O controle da fecundidade, possibilitada pelos métodos contraceptivos, desassociando a atividade sexual da reprodutiva, e a evolução dos aparelhos domésticos possibilitaram que as mulheres tivessem mais tempo para estudar e trabalhar. O investimento em capital humano passou a ser mais atrativo.

Essas mudanças foram tão importantes que alteraram as decisões sobre carreira e família das mulheres, aumentando a participação feminina no mercado de trabalho e a idade no primeiro casamento.

Claudia inclui em muitos de seus trabalhos uma análise e entendimento histórico da evolução do papel das mulheres no mercado de trabalho, muitas vezes entre diferentes coortes (gerações).

Essa análise com uma perspectiva histórica pode ser observada no artigo, "The quiet revolution that transformed women's employment, education, and family" [A revolução silenciosa que transformou o emprego, a educação e a família das mulheres], em que ela analisa o papel econômico moderno das mulheres, dividindo a análise em dois períodos: evolução (dividido em três fases) e revolução.

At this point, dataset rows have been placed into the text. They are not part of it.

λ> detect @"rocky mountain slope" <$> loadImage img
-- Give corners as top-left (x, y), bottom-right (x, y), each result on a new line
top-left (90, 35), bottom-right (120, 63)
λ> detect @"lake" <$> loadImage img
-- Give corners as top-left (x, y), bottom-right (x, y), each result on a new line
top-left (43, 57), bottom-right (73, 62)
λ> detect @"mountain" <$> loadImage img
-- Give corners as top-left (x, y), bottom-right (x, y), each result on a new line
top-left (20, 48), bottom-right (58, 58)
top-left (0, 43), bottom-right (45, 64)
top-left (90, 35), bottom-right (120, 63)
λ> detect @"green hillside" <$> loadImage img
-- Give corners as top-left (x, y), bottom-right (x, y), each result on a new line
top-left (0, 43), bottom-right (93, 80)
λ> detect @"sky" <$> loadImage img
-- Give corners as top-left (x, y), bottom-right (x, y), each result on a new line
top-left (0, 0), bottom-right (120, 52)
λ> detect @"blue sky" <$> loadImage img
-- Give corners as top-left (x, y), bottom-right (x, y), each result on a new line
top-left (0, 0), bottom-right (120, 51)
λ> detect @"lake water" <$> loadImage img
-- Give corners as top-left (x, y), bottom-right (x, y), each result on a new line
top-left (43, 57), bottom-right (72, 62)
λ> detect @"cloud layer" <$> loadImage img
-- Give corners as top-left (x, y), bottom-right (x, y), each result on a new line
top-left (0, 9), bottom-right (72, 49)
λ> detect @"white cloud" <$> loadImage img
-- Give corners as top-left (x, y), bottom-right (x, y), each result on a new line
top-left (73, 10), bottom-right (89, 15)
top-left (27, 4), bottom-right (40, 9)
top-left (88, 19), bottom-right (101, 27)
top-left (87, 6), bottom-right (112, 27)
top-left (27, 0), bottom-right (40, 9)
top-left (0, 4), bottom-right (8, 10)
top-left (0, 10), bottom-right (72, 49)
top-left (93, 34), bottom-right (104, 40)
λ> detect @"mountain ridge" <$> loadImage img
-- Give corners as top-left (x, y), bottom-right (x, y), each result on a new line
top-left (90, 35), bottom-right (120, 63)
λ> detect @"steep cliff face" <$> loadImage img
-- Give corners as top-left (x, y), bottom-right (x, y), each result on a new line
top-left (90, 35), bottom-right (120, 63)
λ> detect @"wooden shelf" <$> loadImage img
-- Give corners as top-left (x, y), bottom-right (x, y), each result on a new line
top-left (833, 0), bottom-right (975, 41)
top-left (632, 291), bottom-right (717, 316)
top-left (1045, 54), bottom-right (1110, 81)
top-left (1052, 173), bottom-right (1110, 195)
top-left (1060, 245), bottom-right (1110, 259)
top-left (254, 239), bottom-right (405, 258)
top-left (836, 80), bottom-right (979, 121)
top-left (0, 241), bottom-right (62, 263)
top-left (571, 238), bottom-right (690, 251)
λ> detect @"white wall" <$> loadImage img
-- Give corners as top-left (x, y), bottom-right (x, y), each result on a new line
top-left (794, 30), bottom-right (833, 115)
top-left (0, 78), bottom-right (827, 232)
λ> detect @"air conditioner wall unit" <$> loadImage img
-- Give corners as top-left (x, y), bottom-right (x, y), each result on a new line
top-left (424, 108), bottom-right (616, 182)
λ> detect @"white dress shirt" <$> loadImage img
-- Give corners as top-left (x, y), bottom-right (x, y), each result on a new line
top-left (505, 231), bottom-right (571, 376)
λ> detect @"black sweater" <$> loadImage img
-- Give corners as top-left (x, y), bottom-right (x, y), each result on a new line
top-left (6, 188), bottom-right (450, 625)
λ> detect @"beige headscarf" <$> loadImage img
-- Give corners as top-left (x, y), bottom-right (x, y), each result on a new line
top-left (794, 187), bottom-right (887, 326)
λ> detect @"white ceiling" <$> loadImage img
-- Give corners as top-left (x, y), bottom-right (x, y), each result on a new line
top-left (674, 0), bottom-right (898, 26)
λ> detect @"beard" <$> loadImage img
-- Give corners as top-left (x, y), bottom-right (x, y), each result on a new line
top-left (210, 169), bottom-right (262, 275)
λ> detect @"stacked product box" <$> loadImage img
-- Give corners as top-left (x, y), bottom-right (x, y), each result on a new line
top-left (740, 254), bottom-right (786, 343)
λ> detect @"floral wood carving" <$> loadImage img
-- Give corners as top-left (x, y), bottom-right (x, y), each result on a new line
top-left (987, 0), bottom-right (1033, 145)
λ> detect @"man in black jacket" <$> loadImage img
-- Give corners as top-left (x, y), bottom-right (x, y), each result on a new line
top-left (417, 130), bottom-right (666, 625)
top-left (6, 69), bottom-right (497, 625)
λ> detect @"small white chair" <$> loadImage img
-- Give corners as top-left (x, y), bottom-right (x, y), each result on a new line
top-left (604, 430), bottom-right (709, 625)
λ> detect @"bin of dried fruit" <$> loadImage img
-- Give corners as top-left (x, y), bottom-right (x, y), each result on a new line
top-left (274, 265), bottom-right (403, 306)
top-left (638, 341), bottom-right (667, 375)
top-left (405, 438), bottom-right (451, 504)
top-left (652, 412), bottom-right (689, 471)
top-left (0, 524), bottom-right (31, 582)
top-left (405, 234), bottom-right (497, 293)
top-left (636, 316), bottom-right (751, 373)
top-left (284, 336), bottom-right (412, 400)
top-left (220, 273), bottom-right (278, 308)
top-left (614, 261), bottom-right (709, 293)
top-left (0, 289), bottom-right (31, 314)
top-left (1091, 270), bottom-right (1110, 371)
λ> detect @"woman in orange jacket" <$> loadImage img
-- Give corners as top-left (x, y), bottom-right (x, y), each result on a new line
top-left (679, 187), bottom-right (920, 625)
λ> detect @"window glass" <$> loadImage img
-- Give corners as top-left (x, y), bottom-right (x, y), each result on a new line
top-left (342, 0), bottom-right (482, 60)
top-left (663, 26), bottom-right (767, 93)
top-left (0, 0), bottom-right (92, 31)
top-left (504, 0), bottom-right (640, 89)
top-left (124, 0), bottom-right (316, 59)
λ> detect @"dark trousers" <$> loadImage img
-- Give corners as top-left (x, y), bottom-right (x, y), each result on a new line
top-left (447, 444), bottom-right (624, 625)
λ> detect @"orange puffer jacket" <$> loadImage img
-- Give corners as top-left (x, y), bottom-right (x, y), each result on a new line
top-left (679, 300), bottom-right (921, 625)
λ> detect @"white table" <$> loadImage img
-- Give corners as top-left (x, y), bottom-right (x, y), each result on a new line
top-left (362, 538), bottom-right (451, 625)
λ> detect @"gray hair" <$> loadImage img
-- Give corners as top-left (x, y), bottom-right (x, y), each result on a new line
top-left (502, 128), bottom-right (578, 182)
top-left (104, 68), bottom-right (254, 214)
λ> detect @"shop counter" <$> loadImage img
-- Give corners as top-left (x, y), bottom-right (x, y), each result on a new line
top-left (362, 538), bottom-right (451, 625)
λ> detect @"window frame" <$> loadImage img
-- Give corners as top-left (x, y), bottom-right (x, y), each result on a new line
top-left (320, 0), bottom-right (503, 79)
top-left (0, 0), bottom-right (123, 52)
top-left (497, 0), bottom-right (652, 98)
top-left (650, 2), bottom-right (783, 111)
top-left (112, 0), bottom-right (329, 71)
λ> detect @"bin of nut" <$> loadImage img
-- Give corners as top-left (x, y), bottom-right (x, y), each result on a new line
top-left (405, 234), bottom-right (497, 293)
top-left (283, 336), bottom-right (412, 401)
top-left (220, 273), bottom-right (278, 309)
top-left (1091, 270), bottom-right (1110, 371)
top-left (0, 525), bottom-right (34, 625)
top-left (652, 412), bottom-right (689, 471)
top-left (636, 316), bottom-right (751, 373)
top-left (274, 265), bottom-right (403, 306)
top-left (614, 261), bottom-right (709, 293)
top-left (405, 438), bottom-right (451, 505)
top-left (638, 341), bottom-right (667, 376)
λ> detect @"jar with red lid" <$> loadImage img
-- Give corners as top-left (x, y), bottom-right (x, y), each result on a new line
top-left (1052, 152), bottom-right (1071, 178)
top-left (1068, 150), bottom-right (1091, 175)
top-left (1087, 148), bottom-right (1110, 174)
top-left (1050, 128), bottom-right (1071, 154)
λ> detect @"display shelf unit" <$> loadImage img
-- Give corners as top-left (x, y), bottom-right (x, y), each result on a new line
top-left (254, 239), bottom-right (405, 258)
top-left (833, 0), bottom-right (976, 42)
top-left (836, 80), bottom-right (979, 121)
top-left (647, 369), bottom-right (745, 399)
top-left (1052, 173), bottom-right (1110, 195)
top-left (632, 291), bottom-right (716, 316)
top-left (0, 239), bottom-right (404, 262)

A primeira se inicia no final do século 19. A última, denominada a revolução silenciosa, se inicia no fim dos anos 1970 e ainda está em curso. Na fase evolucionária, a identidade da mulher adulta era formada após o casamento, enquanto na revolucionária a identidade precede o casamento. A revolução começa quando as mulheres passam a ter horizontes profissionais mais claros e podem planejar melhor suas carreiras.

Isso permitiu que elas investissem mais em capital humano e colhessem os frutos de uma carreira mais longeva e bem-sucedida. Inclusive, um horizonte maior tem efeito na decisão de sua ocupação. Além disso, há uma mudança de perspectiva das mulheres com relação à sua própria identidade. Mais mulheres a partir dos anos 1980 mantêm seu sobrenome de solteira após o casamento. Por fim, a decisão da mulher passou a ser menos dependente da carreira do marido.

Em outros trabalhos, Claudia discute que, apesar das mulheres nos EUA terem, em média, mais anos de escolaridade do que os homens, ainda têm uma menor participação no mercado de trabalho e ganham menos.

Para equalizar a diferença do ganho entre gêneros, segundo seu artigo "A Grand Gender Convergence: Its Last Chapter" [Uma Grande Convergência de Gênero: Seu Último Capítulo], de 2014, seria preciso que o incentivo das firmas de premiarem indivíduos que trabalham por muitas horas e em horários específicos fosse menor, ou seja, a diferença salarial entre longas jornadas e trabalhos mais flexíveis fosse menor.

Segundo ela, essa mudança já ocorreu em alguns setores, mas não no mundo corporativo, financeiro e jurídico.

O Nobel desse ano coloca em evidência uma área de estudos que vem crescendo no Brasil e no exterior e que lida com desigualdades históricas entre gêneros. Não podemos nos esquecer da crise dos cuidados durante a epidemia da Covid e seus efeitos desiguais no mercado de trabalho entre homens e mulheres. É preciso entender as causas das desigualdades e como podemos eliminar essas desigualdades. Por fim, esperamos que a premiação ajude a motivar ainda mais pesquisa na área. No Brasil o GeFam busca contribuir para esse fim.